API Reference: `WorkoutData`¶

WorkoutData is the core class in chironpy. It subclasses pandas.DataFrame and represents a standardised, 1 Hz datetime-indexed activity. All standard DataFrame operations work on it directly. The class handles loading from various file formats, column normalisation, resampling, and merging of multi-file sessions.

`WorkoutData` Class¶

WorkoutData is a pd.DataFrame subclass. Use the class methods below to construct instances — do not instantiate directly.

Properties¶

`standard_columns`¶

Returns a list of column names that belong to the chironpy schema (see Standard Columns below).
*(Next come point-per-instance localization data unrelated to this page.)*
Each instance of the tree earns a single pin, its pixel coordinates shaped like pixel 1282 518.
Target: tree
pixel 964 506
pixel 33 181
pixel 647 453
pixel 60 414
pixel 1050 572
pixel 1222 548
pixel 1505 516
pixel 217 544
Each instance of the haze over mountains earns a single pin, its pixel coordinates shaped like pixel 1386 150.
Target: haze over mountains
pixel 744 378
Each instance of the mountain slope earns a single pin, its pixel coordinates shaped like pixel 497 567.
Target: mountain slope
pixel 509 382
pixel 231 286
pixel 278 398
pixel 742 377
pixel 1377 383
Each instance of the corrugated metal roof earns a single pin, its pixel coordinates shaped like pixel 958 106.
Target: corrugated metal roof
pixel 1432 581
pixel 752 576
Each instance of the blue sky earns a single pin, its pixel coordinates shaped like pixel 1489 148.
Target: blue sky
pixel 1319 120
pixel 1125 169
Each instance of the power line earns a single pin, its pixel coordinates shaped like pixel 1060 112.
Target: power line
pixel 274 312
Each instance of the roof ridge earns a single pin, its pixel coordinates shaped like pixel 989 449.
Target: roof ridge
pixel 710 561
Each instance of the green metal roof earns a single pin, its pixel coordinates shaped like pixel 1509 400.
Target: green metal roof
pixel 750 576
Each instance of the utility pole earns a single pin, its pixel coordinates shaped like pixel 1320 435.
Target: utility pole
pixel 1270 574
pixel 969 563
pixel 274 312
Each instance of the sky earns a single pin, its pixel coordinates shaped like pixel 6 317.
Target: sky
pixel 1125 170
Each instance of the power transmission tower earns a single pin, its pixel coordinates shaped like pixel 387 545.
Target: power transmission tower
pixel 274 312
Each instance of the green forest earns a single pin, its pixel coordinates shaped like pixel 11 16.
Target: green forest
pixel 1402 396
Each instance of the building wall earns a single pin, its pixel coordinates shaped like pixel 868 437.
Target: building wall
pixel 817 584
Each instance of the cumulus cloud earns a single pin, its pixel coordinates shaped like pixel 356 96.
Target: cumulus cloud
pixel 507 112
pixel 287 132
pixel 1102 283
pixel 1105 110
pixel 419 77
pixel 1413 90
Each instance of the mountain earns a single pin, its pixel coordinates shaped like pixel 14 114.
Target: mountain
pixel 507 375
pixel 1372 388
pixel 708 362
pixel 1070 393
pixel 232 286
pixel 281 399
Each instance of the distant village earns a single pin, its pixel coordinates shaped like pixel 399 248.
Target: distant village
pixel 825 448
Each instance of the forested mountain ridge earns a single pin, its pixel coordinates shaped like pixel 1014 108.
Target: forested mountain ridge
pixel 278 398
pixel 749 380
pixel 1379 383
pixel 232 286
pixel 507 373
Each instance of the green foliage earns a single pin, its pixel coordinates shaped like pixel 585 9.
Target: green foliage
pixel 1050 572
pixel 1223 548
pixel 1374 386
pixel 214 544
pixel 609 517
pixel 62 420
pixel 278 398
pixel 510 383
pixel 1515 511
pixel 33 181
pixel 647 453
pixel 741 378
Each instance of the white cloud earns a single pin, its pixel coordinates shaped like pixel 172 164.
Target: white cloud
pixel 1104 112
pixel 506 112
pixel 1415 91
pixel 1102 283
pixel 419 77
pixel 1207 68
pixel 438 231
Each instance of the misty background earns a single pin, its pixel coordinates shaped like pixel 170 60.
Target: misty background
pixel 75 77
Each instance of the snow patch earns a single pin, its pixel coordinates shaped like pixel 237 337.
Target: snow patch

workout.standard_columns  # e.g. ['speed', 'heartrate', 'distance', 'time', ...]

`extra_columns`¶

Returns a list of column names that are present in the DataFrame but are not part of the standard schema.

workout.extra_columns  # e.g. ['left_right_balance', 'some_device_field']

Class Methods¶

`from_file(filepath, resample=True, interpolate=True) -> WorkoutData`¶

Load a workout from a file. Supported formats: .fit, .gpx, .tcx, and locally-saved Strava activity streams (.json).

Parameter	Type	Default	Description
`filepath`	`str` or `Path`	—	Path to the workout file.
`resample`	`bool`	`True`	Resample data to 1 Hz.
`interpolate`	`bool`	`True`	Linearly interpolate missing values after resampling.

workout = WorkoutData.from_file("morning_run.fit")

`from_strava(activity_id, access_token, refresh_token=None, client_id=None, client_secret=None, resample=True, interpolate=True) -> WorkoutData`¶

Load a workout by fetching activity streams from the Strava API.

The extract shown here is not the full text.